In Chapter 1 the editors recreate the dialogue telling the story of the project’s creation from inception to birth. Chapter 2 discusses law in Aotearoa New Zealand, describing the “veneer” of monolegalism of the law imported from England; the constitutional framework including the Treaty of Waitangi; the New Zealand courts systems as well as some of the Māori values underpinning legal thinking and practice. Chapter 3 provides a critical introduction to the feminist and ‘mana wahine’ judgments as well as a description and chronology of the global feminist judgment movement. After the introductory chapters, each re-written judgment with commentary presents a stand-alone critical reflection.

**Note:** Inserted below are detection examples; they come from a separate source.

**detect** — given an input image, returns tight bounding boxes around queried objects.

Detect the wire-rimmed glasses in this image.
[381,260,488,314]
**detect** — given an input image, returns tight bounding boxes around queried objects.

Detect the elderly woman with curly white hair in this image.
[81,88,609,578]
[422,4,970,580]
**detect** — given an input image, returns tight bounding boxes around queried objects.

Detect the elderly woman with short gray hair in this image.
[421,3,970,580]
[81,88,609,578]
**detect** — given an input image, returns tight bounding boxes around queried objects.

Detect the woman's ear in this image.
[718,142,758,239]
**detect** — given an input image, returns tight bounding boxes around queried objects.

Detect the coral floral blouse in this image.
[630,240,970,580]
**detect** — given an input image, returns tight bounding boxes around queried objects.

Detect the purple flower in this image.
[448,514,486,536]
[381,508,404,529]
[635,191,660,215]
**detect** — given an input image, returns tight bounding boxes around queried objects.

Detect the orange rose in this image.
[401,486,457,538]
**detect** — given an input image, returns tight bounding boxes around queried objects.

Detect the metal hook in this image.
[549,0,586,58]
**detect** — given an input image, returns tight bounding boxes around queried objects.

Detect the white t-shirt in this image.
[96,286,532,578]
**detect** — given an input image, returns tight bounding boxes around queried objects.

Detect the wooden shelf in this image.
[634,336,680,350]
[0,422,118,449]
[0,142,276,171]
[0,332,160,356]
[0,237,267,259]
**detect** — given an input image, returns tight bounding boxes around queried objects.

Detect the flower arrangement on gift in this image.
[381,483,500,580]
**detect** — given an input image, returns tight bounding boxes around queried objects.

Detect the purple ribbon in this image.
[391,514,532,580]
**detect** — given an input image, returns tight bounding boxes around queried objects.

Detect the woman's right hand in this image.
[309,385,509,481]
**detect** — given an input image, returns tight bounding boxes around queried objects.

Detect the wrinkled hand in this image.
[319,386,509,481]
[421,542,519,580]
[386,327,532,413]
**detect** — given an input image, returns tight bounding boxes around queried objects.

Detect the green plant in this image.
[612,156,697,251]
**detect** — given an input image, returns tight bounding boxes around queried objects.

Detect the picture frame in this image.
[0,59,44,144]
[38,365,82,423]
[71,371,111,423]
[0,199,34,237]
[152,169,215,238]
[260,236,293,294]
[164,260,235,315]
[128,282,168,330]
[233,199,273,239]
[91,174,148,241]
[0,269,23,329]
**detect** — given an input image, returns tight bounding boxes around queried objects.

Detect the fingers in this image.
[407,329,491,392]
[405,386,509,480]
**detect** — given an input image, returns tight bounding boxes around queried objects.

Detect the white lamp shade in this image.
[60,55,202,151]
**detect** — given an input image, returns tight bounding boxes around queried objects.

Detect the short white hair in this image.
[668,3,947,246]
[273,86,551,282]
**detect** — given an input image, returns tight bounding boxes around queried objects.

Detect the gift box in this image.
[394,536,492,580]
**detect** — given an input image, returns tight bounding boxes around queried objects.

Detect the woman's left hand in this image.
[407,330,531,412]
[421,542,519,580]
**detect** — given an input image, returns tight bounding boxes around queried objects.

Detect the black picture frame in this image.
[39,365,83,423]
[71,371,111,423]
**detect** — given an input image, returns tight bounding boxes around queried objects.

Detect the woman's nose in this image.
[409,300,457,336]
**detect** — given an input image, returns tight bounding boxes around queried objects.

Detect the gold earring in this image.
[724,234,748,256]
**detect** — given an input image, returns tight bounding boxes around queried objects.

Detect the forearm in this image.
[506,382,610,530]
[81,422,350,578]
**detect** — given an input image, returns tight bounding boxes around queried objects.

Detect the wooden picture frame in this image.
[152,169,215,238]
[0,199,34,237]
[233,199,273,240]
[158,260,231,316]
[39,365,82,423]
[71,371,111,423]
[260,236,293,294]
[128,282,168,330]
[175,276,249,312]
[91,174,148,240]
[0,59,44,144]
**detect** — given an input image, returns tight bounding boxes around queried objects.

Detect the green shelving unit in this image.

One particular challenge was “how to give voice to Māori women in a manner consistent with Te Tiriti o Waitangi (the Treaty of Waitangi)(page 28). Intersectionality is an attempt to develop a specifically ‘mana wahine’ framework which can be applied to judgment writing. The mana wahine framework springs from kaupapa Māori and has five strands: claiming visible space for Māori women, and Māori generally; identifying rights and obligations that uphold the mana of Māori women and their families; placing Māori concerns and Māori people at the centre (not the margins) of the factual and legal analysis; applying legal tests so as to include Māori everyday reality (rather than an idealised or abstract notion of Māori life); paying respect to Māori values and principles.

By contrast, feminist legal theory uses techniques such as asking ‘the woman question’, contextualising and particularising reasoning, and recognising and using women’s narratives to create a legal truth so that the judicial reasoning is at least as important as the outcome. The tension between the way judges are taught to write judgments with an emphasis on clear issue-identification, minimal factual description and limited reasoning does not sit well with feminist methodology (page 14). This methodology often begins with women’s experiences and stories and may involve providing factual details that may have been marginalised or overlooked to provide contextualising information and these facts are regarded as being as important as the law. Unsurprisingly, there are recurrent threads throughout the judgments such as recognising and recounting women’s narratives, challenging gender bias and applying feminist theory, the private versus public spheres, the anti-subordination of women and the ethic of care.

Feminist Judgments Aotearoa followed a collaborative methodology. Rather than each writer being given a task of writing a commentary or judgment in isolation and then forwarding it to the editors for comment, the authors came together for six workshops. These involved bringing in experts on judgment writing and collaboratively ‘workshopping’ draft judgments. Rosemary Hunter, now considered a worldwide expert on feminist judging (having edited two of the previous volumes of feminist judgments and involved in some capacity in all of them), attended two of the workshops as co-editor and was considered an invaluable asset to the Law Foundation-funded project.

The concept of feminist judgments need not be regarded by the hegemony as threatening, in fact these judgments are deeply liberating for all. Like other feminist judgment projects worldwide, and as noted in the preface to the US Feminist Judgments, this offering demonstrates “that feminist reasoning increases judicial capacity for justice, not only for women but for many other oppressed groups.” (Preface, xxix)

Legal judgments are inevitably influenced by personal perspective, no matter how hard judges strive for impartiality (page vii). While judges in New Zealand now periodically receive training about unconscious bias, this professional development is not compulsory. Feminist Judgments Aotearoa is a fascinating, sometimes confronting, but ultimately extremely rewarding read which challenges us to see other legitimate possibilities in the law.

Caroline Hickman is a Napier-based barrister and mediator. She specialises in family, relationship property and youth law.